Most patients with HHS or DKA have normal or elevated serum potassium levels at initial evaluation. This is due to the combined effects of insulin deficiency and hyperosmolality, which promote the movement of potassium out of cells into the extracellular space. Despite normal serum levels, patients with HHS or DKA have a total body potassium deficit (3–5 mg/kg) due to excessive urinary loss caused by osmotic diuresis induced by hyperglycemia.
Tx: Patients with HHS are often hemodynamically unstable and usually require care in an intensive care unit.

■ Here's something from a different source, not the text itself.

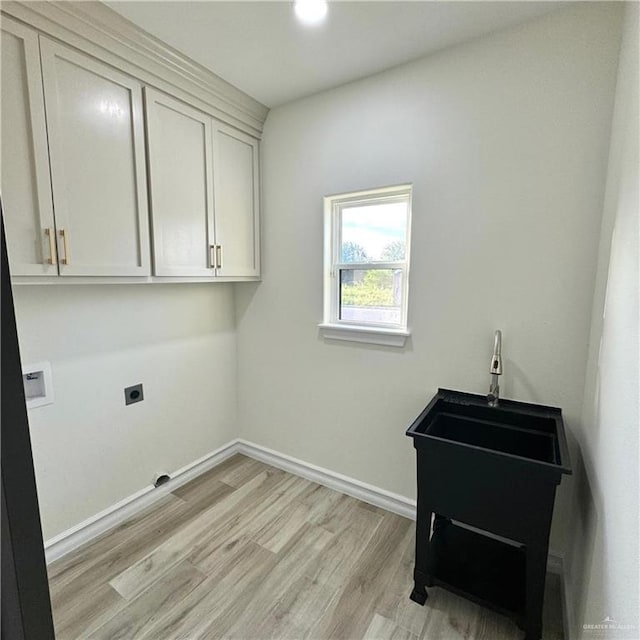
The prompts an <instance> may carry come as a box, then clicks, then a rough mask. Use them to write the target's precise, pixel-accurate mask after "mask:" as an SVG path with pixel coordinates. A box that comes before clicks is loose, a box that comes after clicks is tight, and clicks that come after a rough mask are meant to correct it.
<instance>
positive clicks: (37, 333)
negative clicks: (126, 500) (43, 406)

The mainstay of treatment is correction of hypovolemia with 0.9% saline, infusing at least 1 L before the initiation of insulin. Half of the fluid deficit should be replaced during the first 24 hours, with the remainder replaced during the following 2 to 3 days. Intravenous insulin is initiated with a bolus of 0.1 U/kg and continued at a rate of 0.1 U/kg/h. The goal is to decrease serum glucose by 50-100 mg/dL per hour until glucose is <200 mg/dL and the patient is eating, at which point the patient is changed to subcutaneous insulin.
Potassium is monitored closely, as patients may become hypokalemic. Intravenous or oral potassium is provided to maintain serum potassium concentrations between 4.0 and 5.0 meq/L (4-5 mmol/L). Bicarbonate therapy is typically not required. Serum osmolality is monitored, with a goal of decreasing it by <3 mOsm/kg (3 mmol/kg) per hour.